He smiles. ‘I do normally have to be a couple of whiskies down before I get into stuff like this, but with you... I guess not.’ He tips his coffee cup to me in a kind of toast as I feel his ankle find mine.
Chapter 11.
I first see Lara again on Sunday morning as I’m heading home from a spin class. She is walking towards me along London Street with a man, her hand wound into his. She’s wearing a long blue-and-white dress that billows around her ankles. Her blonde curls are cropped shorter now, and she’s thinner than she used to be. But it is her smile I recognise first. Like sunshine slicing through cloud.
We’ve not spoken since that night. For years I pictured seeing her again, coming face to face. I practised what I would say. I wondered if anger would overwhelm me, if I might reach out and slap her, or throw a drink at her, if I had one to hand.
She glances up now, sees me. Stops walking. Our eyes meet.
I watch as her boyfriend (or maybe it’s her husband) follows her gaze. As he looks at me, I know he knows. She’s told him everything.
She swallows, takes another couple of steps forward. I do the same.
I can recall very little about our conversation, the last time we spoke. Though I do remember knowing that I never wanted to see her again.
The sky today is surly and grey, the air heavy with humidity. It keeps threatening to rain, a few errant spots landing here and there. It suddenly seems fitting, somehow, as for me, rain is the weather of loss and heartbreak.
Despite everything, her face reflects none of my trepidation. Her eyes glow warm and bright. ‘Neve. Hi.

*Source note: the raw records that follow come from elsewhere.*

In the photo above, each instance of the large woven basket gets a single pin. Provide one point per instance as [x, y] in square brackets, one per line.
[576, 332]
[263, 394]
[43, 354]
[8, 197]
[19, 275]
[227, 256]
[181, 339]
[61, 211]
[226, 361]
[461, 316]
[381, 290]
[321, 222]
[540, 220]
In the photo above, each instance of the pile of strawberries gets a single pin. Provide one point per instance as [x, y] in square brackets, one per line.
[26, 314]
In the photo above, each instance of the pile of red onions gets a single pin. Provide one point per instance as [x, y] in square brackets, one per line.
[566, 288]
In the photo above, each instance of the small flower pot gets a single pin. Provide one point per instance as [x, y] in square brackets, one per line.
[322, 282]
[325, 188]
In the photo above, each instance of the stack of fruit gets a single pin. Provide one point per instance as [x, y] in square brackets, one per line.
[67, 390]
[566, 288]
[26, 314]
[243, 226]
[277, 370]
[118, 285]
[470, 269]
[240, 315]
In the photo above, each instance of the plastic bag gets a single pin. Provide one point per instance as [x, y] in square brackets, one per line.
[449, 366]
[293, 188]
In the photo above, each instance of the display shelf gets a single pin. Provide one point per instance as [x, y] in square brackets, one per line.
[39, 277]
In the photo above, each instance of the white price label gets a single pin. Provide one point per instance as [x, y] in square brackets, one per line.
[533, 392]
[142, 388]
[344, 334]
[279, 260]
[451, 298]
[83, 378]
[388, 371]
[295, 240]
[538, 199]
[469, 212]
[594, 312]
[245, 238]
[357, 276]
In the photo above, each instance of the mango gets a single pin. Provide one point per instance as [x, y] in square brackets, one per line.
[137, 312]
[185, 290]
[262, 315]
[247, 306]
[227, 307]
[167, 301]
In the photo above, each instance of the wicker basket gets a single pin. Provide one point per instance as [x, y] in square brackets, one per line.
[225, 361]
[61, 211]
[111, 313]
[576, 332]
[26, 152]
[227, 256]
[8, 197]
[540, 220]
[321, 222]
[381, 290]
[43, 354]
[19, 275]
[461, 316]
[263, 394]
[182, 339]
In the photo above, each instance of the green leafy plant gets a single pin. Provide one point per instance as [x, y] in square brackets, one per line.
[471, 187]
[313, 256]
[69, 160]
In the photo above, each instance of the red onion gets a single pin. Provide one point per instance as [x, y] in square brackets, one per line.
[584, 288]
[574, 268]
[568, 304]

How are you?’
It’s an almost unfathomable question, but Lara always did have a habit of launching into huge, unassailable topics, no matter the context. (As we were getting ready to go out: How many different kinds of love do you reckon there are? Over dinner: Do you think addiction is nature or nurture? While we were watching TV: Would you say cancer’s mostly genetic or environmental?)
It was one of the things I loved most about her. How deeply she made me think.
‘You’re back,’ is all I manage, one of the million things I could say.
‘Temporarily. Family stuff.’ She glances up at the man by her side. ‘This is Felix. Felix, meet Neve.’
He puts out his free hand and grips mine, looks me right in the eyes. His demeanour is gentle and warm, and he is very tall, just as my mother said. Six foot three at least, possibly taller. ‘Pleasure to meet you.’
Is it? I think, the cordiality catching me off guard. You must know our history. And then, You’re American.
‘Felix is my—’
Don’t say husband. Please don’t say husband. I’m not sure I can face hearing about Lara getting married without me. Even though I uninvited her to my own life many years ago.
‘—boyfriend.’
I nod, then can’t come up with anything else to say. Even though there is so much. Too much.
‘You know what,’ Felix says. His voice is very soothing, a deep river of charm. ‘I have some things I need to catch up on, so why don’t you go ahead and grab a coffee? I can see you back at the house.’
What house? I think, wildly, and then, Who are you to suggest we go for coffee?
Lara looks at me. ‘Do you have some time?’
Even just a couple of weeks ago, I’m sure I would have shaken my head and walked away. But everything has changed since then. I have met Ash, who reminds me so much of Jamie, I’ve been pulled unexpectedly back into my life of nearly a decade ago, of which Lara was a huge, unalterable part.
‘Okay,’ I say.
Felix puts an arm around Lara’s shoulders and squeezes her, then pecks her tenderly on the head. ‘You going to be okay?’
She nods meekly, and straight away I marvel at how much she has changed, that when I last knew her, she would have baulked at such over-protectiveness. She might even have shoved an elbow into his ribs.
But she doesn’t do that. And I don’t even comment with my eyes, as I would have done once, because it is no longer my place to.
Lara suggests a cafe we both used to love, and though it feels all wrong to go there – to time-travel back to the days when she was my closest friend – I agree.
Back then, I wouldn’t have known how to survive nine days without her, let alone nine years. But after the accident, my anger became like a creature living inside me. Over the years that followed, I missed her so badly the pain of it felt physical sometimes. But I simply couldn’t picture her face without picturing what she’d done too.